В Копенгаген мы въехали по шоссе Люнгбю. В эти ранние утренние часы лишь немногие жители заметили, что на дороге происходит нечто необычное. (Во всяком случае, нам так показалось.) И всё же некоторое время за нами ехал какой-то велосипедист. И уж он-то прекрасно отдавал себе отчёт в том, что происходит. Это был один из наших товарищей, которым удалось 29 августа бежать из Хорсерэда.

Когда мы свернули к замку Кастеллет, кто-то из сидящих позади меня сказал, что, возможно, нас временно переводят туда. Но нет. Мы выехали на набережную Лангелинье, которая вся была оцеплена войсками. У самого мола стояло большое судно; на его мачте развевался флаг со свастикой. По палубе расхаживали гестаповские офицеры с револьверами в руках. Возле судна вереница машин остановилась.

Под окрики и ругань немцев мы соскакивали с грузовиков. Теперь не было и речи о заботливом отношении к престарелым и больным. Ведь здесь не было посторонних. Гестаповские офицеры направили на нас револьверы и приказали подняться по крутым мосткам на судно.
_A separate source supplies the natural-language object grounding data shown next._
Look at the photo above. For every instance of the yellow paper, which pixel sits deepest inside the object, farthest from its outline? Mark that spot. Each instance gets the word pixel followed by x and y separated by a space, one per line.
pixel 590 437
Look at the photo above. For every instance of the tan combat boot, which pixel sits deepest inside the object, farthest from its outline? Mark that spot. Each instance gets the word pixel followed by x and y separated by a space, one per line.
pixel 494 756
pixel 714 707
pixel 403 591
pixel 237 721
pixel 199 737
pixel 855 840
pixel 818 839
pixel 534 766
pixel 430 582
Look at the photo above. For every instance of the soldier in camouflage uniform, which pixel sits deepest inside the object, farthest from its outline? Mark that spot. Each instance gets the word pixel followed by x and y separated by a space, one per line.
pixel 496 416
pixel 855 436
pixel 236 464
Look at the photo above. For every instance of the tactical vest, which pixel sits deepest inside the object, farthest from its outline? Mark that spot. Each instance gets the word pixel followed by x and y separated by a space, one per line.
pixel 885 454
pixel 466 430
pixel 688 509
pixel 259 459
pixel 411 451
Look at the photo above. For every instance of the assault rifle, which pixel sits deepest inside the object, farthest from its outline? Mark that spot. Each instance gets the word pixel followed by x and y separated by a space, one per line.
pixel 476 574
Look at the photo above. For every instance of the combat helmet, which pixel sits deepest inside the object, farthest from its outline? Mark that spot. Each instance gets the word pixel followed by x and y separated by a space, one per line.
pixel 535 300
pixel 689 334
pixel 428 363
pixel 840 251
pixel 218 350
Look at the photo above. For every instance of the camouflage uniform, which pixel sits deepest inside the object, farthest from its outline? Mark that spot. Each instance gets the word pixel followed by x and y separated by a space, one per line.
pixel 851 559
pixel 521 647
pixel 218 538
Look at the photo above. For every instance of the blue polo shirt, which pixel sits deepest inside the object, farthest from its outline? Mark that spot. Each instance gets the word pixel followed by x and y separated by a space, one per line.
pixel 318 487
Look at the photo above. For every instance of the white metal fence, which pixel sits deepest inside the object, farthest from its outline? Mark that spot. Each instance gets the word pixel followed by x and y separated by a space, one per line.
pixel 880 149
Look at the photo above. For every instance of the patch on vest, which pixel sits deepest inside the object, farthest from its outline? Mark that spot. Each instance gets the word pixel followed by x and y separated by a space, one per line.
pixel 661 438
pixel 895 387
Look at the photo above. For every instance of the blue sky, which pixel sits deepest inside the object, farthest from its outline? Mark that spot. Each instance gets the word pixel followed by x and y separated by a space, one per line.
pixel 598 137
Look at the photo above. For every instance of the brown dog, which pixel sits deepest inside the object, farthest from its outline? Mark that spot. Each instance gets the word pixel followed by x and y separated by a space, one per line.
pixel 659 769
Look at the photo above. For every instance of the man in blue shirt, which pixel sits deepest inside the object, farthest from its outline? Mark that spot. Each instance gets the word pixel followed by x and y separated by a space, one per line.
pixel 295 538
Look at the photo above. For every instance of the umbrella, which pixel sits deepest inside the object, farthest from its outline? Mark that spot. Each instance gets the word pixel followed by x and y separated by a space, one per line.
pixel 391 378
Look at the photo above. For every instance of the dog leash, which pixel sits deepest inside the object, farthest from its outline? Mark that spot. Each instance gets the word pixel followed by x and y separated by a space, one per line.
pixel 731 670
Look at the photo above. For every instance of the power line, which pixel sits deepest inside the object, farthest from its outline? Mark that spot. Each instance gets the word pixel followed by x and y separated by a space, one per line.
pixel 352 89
Я описываю всё как было. Осенний день, мрачный и дождливый, свастика, развевающаяся над кораблём, размахивающие револьверами гестаповцы, ощущение надвигающейся катастрофы — от всего этого больно сжалось моё сердце, когда я поднимался по мосткам. Наверное, ни разу в жизни мне не было ещё так бесконечно тяжело, как в то утро, когда я думал, что в последний раз стою на датской земле.

Как только мы поднялись на палубу нацистского судна, гестаповцы, изрыгая проклятия, загнали нас в носовую часть корабля. Там стояли два высоких нацистских офицера, которые, направив на нас револьверы, заставили отдать им табак и сигареты, оставшиеся в наших карманах или багаже.
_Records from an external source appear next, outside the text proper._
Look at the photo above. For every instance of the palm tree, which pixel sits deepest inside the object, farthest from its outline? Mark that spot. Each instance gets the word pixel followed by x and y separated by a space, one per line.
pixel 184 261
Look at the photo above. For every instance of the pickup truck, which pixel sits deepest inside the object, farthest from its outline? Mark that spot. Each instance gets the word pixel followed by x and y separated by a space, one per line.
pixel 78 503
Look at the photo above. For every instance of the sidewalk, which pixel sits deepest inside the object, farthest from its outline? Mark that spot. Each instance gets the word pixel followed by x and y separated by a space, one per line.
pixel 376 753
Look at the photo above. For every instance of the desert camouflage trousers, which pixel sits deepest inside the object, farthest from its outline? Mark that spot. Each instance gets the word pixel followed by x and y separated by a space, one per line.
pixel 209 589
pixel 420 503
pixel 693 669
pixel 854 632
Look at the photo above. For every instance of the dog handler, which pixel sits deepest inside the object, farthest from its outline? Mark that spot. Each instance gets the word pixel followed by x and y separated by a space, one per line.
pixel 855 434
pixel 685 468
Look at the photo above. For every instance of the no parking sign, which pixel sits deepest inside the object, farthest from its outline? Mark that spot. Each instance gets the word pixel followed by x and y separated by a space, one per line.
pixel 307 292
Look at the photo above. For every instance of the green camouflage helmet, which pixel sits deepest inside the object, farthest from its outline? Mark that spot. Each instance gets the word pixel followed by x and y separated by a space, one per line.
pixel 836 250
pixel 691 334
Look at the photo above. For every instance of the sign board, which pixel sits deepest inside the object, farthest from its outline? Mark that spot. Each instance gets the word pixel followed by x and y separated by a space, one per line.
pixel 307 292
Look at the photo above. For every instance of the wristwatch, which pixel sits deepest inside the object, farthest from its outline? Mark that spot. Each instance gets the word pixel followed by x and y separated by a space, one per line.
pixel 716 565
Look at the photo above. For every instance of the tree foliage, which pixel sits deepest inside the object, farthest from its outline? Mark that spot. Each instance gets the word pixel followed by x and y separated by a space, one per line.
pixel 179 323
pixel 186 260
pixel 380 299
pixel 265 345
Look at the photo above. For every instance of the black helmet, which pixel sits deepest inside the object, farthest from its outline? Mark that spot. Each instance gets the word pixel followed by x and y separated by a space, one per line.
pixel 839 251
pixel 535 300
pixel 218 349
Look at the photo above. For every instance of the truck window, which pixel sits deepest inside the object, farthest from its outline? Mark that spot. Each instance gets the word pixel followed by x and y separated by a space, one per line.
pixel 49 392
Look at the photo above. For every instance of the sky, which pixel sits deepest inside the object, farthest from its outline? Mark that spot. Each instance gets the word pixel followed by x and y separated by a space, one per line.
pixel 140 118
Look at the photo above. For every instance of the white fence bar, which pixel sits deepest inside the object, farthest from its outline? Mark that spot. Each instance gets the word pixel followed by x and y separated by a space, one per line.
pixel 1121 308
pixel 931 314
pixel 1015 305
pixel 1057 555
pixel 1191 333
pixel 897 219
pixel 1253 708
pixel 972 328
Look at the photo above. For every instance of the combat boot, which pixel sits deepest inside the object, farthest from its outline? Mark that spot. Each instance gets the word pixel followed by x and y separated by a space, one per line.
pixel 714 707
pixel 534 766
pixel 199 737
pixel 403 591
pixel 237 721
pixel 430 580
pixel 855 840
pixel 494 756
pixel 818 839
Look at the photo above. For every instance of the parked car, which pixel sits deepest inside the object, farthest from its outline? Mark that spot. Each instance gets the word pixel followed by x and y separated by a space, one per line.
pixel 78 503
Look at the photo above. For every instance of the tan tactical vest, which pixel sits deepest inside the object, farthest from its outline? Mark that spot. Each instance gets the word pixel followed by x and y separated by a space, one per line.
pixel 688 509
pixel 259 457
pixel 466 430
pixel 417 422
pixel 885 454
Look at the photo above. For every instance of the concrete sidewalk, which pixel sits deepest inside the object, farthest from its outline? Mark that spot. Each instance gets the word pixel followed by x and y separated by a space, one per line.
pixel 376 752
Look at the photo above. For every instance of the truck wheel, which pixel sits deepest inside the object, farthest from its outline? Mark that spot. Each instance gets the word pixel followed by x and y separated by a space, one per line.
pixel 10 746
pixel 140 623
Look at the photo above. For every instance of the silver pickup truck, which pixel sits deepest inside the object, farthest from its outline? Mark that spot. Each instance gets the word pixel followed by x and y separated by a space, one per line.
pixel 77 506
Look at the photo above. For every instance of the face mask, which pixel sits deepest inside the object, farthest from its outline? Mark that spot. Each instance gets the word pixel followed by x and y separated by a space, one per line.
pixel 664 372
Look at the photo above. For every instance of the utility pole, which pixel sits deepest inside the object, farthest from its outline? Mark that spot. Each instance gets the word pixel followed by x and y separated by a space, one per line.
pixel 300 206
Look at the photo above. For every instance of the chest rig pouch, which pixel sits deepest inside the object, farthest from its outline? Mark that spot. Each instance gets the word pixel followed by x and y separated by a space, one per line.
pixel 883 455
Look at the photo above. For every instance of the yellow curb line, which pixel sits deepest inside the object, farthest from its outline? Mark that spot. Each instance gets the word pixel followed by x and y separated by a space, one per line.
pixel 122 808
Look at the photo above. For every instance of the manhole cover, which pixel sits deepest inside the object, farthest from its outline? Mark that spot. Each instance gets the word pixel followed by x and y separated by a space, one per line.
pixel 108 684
— Выворачивай карманы. Если попробуешь что-нибудь спрятать, я тебе всю морду разобью, — сказал представитель расы господ, когда очередь дошла до меня.

Револьверами они загоняли нас в носовой отсек, а оттуда в самый нижний трюм. Он был расположен на несколько метров ниже уровня воды и на целых десять метров ниже верхней палубы.

Спускаться по крутым трапам с багажом в руках было невозможно, поэтому все наши чемоданы и пакеты просто сбрасывали в трюм. При падении они раскрывались, а всё их содержимое оказывалось разбросанным по грязному полу.

За несколько минут все 143 заключённых были загнаны в самую глубь судна, как можно дальше от поверхности воды.